Artigo: Após esperança, futebol brasileiro continua no mesmo lugar
Por Gabriel Alcântara
O futebol brasileiro esperava uma grande mudança na forma de se vender os direitos de transmissão para o Campeonato Brasileiro, a partir de 2025. Mas de fato continuou com o mesmo retrocesso que já se havia visto nas últimas licitações.
O início da mudança se viu pela forma com que esses direitos seriam vendidos. A tentativa de uma união, com um grupo só para a comercialização do campeonato e a criação da tão sonhada liga brasileira. Aparentava sair pela procura de fundos internacionais, como a Mubadala e a XP Investimentos, que queriam investir bilhões na liga. No final, o “jeitinho brasileiro” inventa a união fragmentada da venda dos pacotes televisivos.
Anteriormente, os clubes conquistaram mais poder com a lei do mandante, sancionada pelo então presidente Jair Bolsonaro em 18 de junho de 2020. A lei alterou a Lei Pelé, responsável pelas regras dos direitos de transmissão de futebol na TV. Antes, exigia a anuência de mandante e visitante para a transmissão de uma partida. A partir disso, os clubes conseguiram vender seus direitos unilateralmente e, no caso do brasileiro, cada clube vende 19 jogos para as empresas de mídia interessadas em transmitir o evento.
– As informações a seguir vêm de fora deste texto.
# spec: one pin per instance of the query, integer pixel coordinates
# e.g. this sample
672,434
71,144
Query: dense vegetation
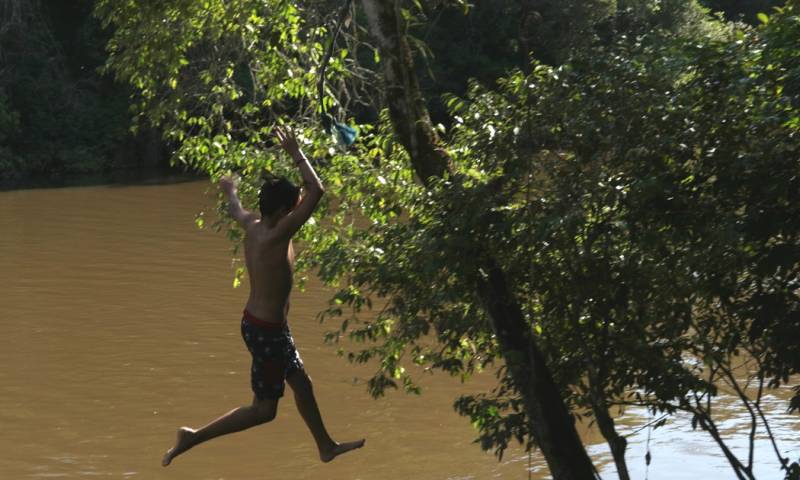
597,199
60,117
Uma atitude que se ameaçava a se inspirar no modelo mexicano, colocando cada jogo em várias emissoras diferentes, acabou fazendo com que no Brasil aumentasse os canais interessados pelo futebol brasileiro. Com isso, mais concorrentes internacionais surgiram no meio do caminho e emissoras abertas que não transmitiam futebol há décadas, voltaram ao cenário.
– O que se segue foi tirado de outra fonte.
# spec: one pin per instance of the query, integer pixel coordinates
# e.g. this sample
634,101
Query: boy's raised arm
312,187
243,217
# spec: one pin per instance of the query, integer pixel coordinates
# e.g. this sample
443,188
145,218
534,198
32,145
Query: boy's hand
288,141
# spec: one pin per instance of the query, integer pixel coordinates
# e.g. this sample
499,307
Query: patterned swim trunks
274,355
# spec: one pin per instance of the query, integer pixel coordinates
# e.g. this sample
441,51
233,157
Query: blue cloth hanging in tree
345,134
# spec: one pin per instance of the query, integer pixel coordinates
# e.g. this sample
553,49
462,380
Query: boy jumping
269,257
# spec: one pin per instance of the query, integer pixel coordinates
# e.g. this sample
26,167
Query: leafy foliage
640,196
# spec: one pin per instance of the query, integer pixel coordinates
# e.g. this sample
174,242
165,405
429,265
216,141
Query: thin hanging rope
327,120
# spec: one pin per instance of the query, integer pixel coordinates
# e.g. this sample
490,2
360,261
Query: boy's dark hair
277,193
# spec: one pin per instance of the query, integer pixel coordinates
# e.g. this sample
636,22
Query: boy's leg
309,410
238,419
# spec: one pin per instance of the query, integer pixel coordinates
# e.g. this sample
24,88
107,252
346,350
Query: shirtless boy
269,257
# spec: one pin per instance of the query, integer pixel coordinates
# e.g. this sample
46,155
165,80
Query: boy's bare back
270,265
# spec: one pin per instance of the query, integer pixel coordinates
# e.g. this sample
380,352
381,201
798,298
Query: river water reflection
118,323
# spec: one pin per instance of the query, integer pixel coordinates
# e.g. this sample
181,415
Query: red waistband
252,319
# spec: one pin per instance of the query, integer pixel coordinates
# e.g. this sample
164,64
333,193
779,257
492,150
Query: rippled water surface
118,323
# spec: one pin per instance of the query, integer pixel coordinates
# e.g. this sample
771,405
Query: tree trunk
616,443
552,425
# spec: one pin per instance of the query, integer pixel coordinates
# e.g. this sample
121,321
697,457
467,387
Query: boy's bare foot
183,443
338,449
A comercialização da licitação do Campeonato Brasileiro, de 2025 a 2029, se dividiu em dois grupos. Libra com 19 times (ABC, Atlético-MG, Bahia, Brusque, Corinthians, Flamengo, Grêmio, Guarani, Ituano, Mirassol, Novorizontino, Palmeiras, Paysandu, Ponte Preta, Red Bull Bragantino, Sampaio Corrêa, Santos, São Paulo e Vitória) e Liga Forte União, com 21 times (América-MG, Athletico-PR, Atlético-GO, Avaí, Ceará, Chapecoense, CRB, Criciúma, CSA, Cuiabá, Figueirense, Fluminense, Fortaleza, Goiás, Internacional, Juventude, Londrina, Operário-PR, Sport, Tombense e Vila Nova), junto com o Grupo União (Botafogo, Coritiba, Cruzeiro e Vasco).
Essa era a forma que o futebol brasileiro se juntou inicialmente. A Libra vendeu seus direitos para a TV Globo, por R$ 1,3 bilhão por ano. Já a Liga Forte União ainda irá vender para vários interessados, fragmentando os direitos.
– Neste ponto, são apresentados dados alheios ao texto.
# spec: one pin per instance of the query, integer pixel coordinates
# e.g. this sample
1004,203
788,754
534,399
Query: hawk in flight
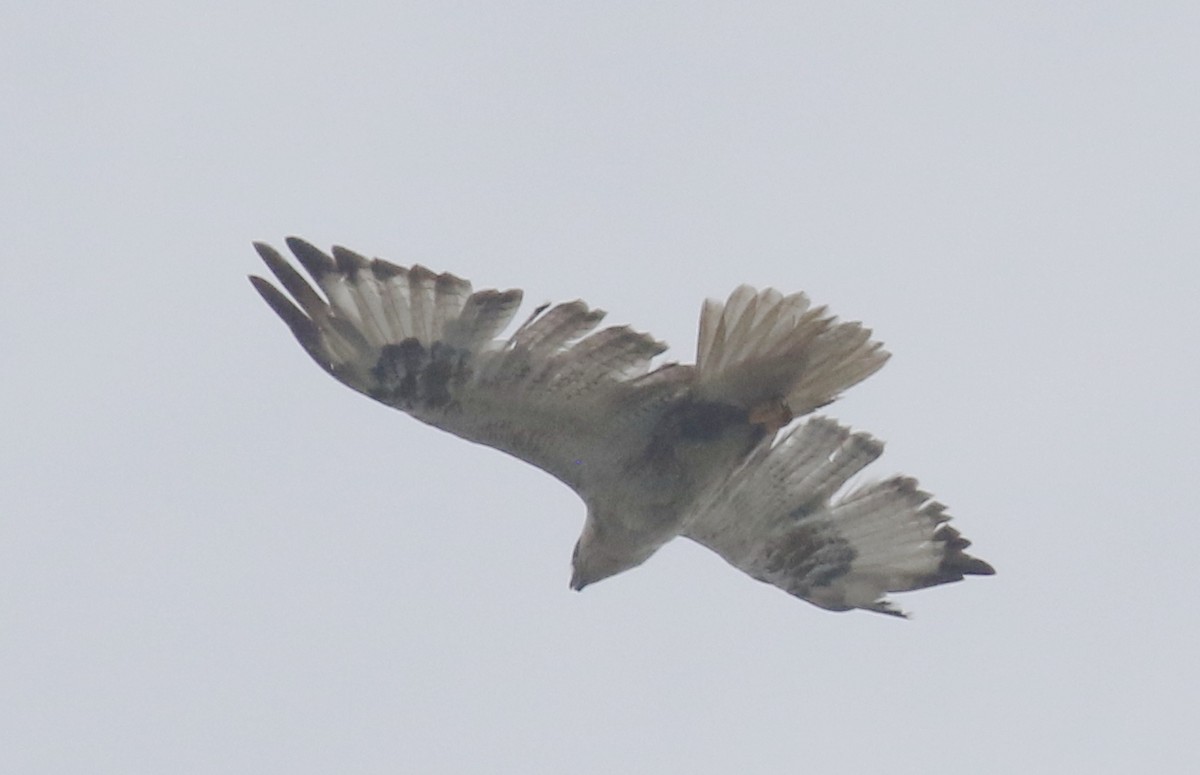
707,450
Mesmo dessa forma que aconteceu a junção de vários clubes, acabou que houve times que romperam com a aliança, voltando a lembrar a época da eclosão do Grupo dos 13, que envolveu treze clubes que tentaram vender os direitos do Brasileirão de 2011. O Corinthians quis ouvir as propostas que mais lhe rendia dinheiro e acabou rompendo com a Libra, vendendo seus jogos de forma unilateral. Semelhante ao que aconteceu na década passada.
Essa é a maneira com que o Campeonato Brasileiro definiu seu futuro para 2025. A vontade de ganhar mais dinheiro com os direitos se sobressai ao modelo inspirado nas grandes ligas do mundo. Uma liga unificada forte que alcança mais resultados juntos.
O Campeonato Brasileiro deveria pegar o grande exemplo do futebol paulista. Todos os times dão anuência com a Federação Paulista de Futebol para a venda dos direitos em várias plataformas. Hoje, está no YouTube e Record em meios abertos, junto com a TNT e Max em meios pagos. Com produção unificada das transmissões e identidade gráfica da competição bem definida, pensando no produto em si.
Na CBF, a bagunça reina. E do jeito que a entidade ainda vai continuar. Os torcedores continuarão a passar por problemas de logística, pensando em querer ver em loco as partidas do seu clube. Somente uma semana e meia para começar o Brasileirão de 2024 que se definiu as datas e horários dos jogos. Desse jeito, não chegarão nem perto da seriedade da Premier League.